Intrathecal ultra-low dose naloxone enhances the antihyperalgesic effects of morphine and attenuates tumor necrosis factor-α and tumor necrosis factor-α receptor 1 expression in the dorsal horn of rats with partial sciatic nerve transection.

Background: Glutamate homeostasis and microglia activation play an important role in the development and maintenance of neuropathic pain. We designed this investigation to examine whether ultra-low dose naloxone administered alone or in combination with morphine could alter the concentration of the excitatory amino acids (EAAs) glutamate and aspartate, as well as the expression of tumor necrosis factor-α (TNF-α) and its receptors (TNFR1 and TNFR2) in the spinal cord dorsal horn of rats with partial sciatic nerve transection (PST).

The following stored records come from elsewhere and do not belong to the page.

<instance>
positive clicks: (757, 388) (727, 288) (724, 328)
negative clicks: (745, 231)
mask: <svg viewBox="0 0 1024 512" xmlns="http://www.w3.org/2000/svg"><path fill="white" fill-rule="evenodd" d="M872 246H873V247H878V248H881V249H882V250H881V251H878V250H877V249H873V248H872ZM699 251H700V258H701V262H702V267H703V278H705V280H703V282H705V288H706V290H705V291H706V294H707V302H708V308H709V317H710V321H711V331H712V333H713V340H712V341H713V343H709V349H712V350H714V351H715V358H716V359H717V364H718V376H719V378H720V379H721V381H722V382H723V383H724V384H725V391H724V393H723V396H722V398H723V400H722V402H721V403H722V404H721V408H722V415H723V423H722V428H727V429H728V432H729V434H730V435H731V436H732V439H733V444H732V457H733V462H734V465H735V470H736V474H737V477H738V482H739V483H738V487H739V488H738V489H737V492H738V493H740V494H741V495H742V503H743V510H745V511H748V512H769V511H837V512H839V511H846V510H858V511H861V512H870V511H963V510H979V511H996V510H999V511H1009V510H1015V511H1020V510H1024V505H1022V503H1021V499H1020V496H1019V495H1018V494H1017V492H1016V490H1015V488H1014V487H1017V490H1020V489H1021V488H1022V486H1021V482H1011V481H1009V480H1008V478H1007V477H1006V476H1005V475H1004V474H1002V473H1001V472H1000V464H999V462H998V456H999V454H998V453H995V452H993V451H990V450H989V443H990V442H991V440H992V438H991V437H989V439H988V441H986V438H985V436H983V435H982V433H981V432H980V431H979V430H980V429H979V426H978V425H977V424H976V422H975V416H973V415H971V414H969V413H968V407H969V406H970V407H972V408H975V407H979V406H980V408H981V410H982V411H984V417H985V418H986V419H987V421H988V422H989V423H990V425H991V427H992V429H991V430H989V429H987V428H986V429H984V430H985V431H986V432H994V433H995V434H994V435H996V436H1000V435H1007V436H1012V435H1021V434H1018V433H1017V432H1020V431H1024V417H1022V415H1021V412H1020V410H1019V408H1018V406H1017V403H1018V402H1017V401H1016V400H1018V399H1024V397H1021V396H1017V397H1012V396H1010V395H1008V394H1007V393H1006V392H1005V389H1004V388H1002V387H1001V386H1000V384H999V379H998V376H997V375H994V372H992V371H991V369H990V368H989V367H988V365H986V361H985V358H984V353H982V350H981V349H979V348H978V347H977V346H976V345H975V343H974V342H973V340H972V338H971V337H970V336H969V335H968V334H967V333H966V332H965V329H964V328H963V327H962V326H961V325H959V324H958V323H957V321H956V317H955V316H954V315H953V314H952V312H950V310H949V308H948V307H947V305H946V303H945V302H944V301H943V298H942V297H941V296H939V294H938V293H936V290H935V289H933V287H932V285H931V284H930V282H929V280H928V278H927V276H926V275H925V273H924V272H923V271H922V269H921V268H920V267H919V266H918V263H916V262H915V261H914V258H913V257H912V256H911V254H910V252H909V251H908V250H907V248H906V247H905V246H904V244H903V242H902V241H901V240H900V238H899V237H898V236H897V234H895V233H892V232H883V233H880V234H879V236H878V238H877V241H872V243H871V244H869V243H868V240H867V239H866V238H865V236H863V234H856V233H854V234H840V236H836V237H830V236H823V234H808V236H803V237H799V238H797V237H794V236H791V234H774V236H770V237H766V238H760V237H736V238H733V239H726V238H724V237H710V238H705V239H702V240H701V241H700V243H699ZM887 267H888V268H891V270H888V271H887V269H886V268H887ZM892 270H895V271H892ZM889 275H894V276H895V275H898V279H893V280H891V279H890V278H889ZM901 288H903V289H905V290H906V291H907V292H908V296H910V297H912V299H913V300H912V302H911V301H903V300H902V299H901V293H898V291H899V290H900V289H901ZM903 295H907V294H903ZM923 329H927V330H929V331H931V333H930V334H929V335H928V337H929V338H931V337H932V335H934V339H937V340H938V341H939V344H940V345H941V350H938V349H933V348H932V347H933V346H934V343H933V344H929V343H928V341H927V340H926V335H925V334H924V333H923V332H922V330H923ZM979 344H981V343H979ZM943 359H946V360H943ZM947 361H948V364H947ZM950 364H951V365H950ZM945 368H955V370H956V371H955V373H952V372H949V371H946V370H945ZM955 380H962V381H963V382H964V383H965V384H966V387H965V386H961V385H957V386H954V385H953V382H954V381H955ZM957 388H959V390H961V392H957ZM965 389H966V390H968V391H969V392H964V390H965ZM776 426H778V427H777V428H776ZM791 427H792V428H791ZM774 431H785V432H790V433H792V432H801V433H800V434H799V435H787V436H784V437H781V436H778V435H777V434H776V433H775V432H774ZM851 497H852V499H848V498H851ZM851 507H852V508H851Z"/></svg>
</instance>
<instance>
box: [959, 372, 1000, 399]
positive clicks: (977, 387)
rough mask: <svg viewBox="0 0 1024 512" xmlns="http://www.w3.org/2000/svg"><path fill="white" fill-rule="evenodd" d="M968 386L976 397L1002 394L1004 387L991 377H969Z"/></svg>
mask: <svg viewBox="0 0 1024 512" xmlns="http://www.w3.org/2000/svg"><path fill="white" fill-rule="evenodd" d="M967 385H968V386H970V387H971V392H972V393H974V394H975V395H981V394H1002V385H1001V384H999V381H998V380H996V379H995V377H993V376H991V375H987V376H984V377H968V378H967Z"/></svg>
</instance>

Methods: Male Wistar rats underwent intrathecal catheter implantation for drug delivery and were divided in 7 groups: sham-operated + saline (sham), PST + saline (S), PST + 15 ng naloxone (n), PST + 15 µg naloxone (N), PST + 10 µg morphine (M), PST + 15 ng naloxone + 10 µg morphine (Mn), PST + 15 µg naloxone + 10 µg morphine (MN). Thermal withdrawal latency and mechanical withdrawal threshold, TNF-α and TNFR expression in the spinal cord and dorsal root ganglia, and EAAs glutamate and aspartate concentration in cerebrospinal fluid dialysates were measured.

Results: Ten days after PST, rats developed hyperalgesia (P < 0.0001) and allodynia (P < 0.0001), and increased TNF-α (P < 0.0001) and TNFR1 expression (P = 0.0009) were measured in the ipsilateral spinal cord dorsal horn. The antihyperalgesic and antiallodynic effects of morphine (10 μg) were abolished by high-dose naloxone (15 μg; P = 0.0031) but enhanced by ultra-low dose naloxone (15 ng; P = 0.0015), and this was associated with a reduction of TNF-α (P < 0.0001) and TNFR1 (P = 0.0009) expression in the spinal cord dorsal horn and EAAs concentration (glutamate: P = 0.0001; aspartate: P = 0.004) in cerebrospinal fluid dialysate. Analysis of variance (ANOVA) or Student t test with Bonferroni correction were used for statistical analysis.

Conclusions: Ultra-low dose naloxone enhances the antihyperalgesia and antiallodynia effects of morphine in PST rats, possibly by reducing TNF-α and TNFR1 expression, and EAAs concentrations in the spinal dorsal horn. Ultra-low dose naloxone may be a useful adjuvant for increasing the analgesic effect of morphine in neuropathic pain conditions.